Search code examples
pythonerror-handlingruntimereddit

How do I avoid getting a sporadic KeyError: 'data' when using the Reddit API in python?


I have the following python code that is working ok to use reddit's api and look up the front page of different subreddits and their rising submissions.

from pprint import pprint
import requests
import json
import datetime
import csv
import time

subredditsToScan = ["Arts", "AskReddit", "askscience", "aww", "books", "creepy", "dataisbeautiful", "DIY", "Documentaries", "EarthPorn", "explainlikeimfive", "food", "funny", "gaming", "gifs", "history", "jokes", "LifeProTips", "movies", "music", "pics", "science", "ShowerThoughts", "space", "sports", "tifu", "todayilearned", "videos", "worldnews"]

ofilePosts = open('posts.csv', 'wb')
writerPosts = csv.writer(ofilePosts, delimiter=',')

ofileUrls = open('urls.csv', 'wb')
writerUrls = csv.writer(ofileUrls, delimiter=',')

for subreddit in subredditsToScan:
    front = requests.get(r'http://www.reddit.com/r/' + subreddit + '/.json')
    rising = requests.get(r'http://www.reddit.com/r/' + subreddit + '/rising/.json')

    front.text
    rising.text

    risingData = rising.json()
    frontData = front.json()

    print(len(risingData['data']['children']))
    print(len(frontData['data']['children']))
    for i in range(0, len(risingData['data']['children'])):
        author = risingData['data']['children'][i]['data']['author']
        score = risingData['data']['children'][i]['data']['score']
        subreddit = risingData['data']['children'][i]['data']['subreddit']
        gilded = risingData['data']['children'][i]['data']['gilded']
        numOfComments = risingData['data']['children'][i]['data']['num_comments']
        linkUrl = risingData['data']['children'][i]['data']['permalink']
        timeCreated = risingData['data']['children'][i]['data']['created_utc']
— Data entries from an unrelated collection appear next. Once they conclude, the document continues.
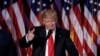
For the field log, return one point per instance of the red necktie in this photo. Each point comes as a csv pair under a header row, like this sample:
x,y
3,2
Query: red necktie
x,y
50,46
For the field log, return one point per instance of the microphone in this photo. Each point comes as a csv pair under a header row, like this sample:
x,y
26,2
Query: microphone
x,y
49,33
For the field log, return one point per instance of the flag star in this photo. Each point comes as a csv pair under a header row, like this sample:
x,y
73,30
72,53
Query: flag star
x,y
65,0
33,1
67,8
5,2
39,3
44,5
50,0
91,1
99,4
94,10
38,9
68,1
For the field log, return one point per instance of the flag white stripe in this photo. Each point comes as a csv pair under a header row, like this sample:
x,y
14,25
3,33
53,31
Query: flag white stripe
x,y
91,45
7,19
77,26
98,16
84,53
19,18
65,20
90,19
34,19
10,26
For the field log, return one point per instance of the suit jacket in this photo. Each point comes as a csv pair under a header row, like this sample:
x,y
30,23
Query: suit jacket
x,y
7,47
62,42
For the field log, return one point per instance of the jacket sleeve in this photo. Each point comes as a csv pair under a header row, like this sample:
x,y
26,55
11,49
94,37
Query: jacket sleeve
x,y
69,45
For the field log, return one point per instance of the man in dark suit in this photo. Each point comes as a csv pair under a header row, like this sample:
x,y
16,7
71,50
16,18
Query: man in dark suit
x,y
7,46
39,38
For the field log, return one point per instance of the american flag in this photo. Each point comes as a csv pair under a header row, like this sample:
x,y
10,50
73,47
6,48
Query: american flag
x,y
19,16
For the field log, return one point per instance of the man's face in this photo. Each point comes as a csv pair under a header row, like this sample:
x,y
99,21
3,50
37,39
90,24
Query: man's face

        writerPosts.writerow([author, score, subreddit, gilded, numOfComments, linkUrl, timeCreated])
        writerUrls.writerow([linkUrl])



    for j in range(0, len(frontData['data']['children'])):
        author = frontData['data']['children'][j]['data']['author'].encode('utf-8').strip()
        score = frontData['data']['children'][j]['data']['score']
        subreddit = frontData['data']['children'][j]['data']['subreddit'].encode('utf-8').strip()
        gilded = frontData['data']['children'][j]['data']['gilded']
        numOfComments = frontData['data']['children'][j]['data']['num_comments']
        linkUrl = frontData['data']['children'][j]['data']['permalink'].encode('utf-8').strip()
        timeCreated = frontData['data']['children'][j]['data']['created_utc']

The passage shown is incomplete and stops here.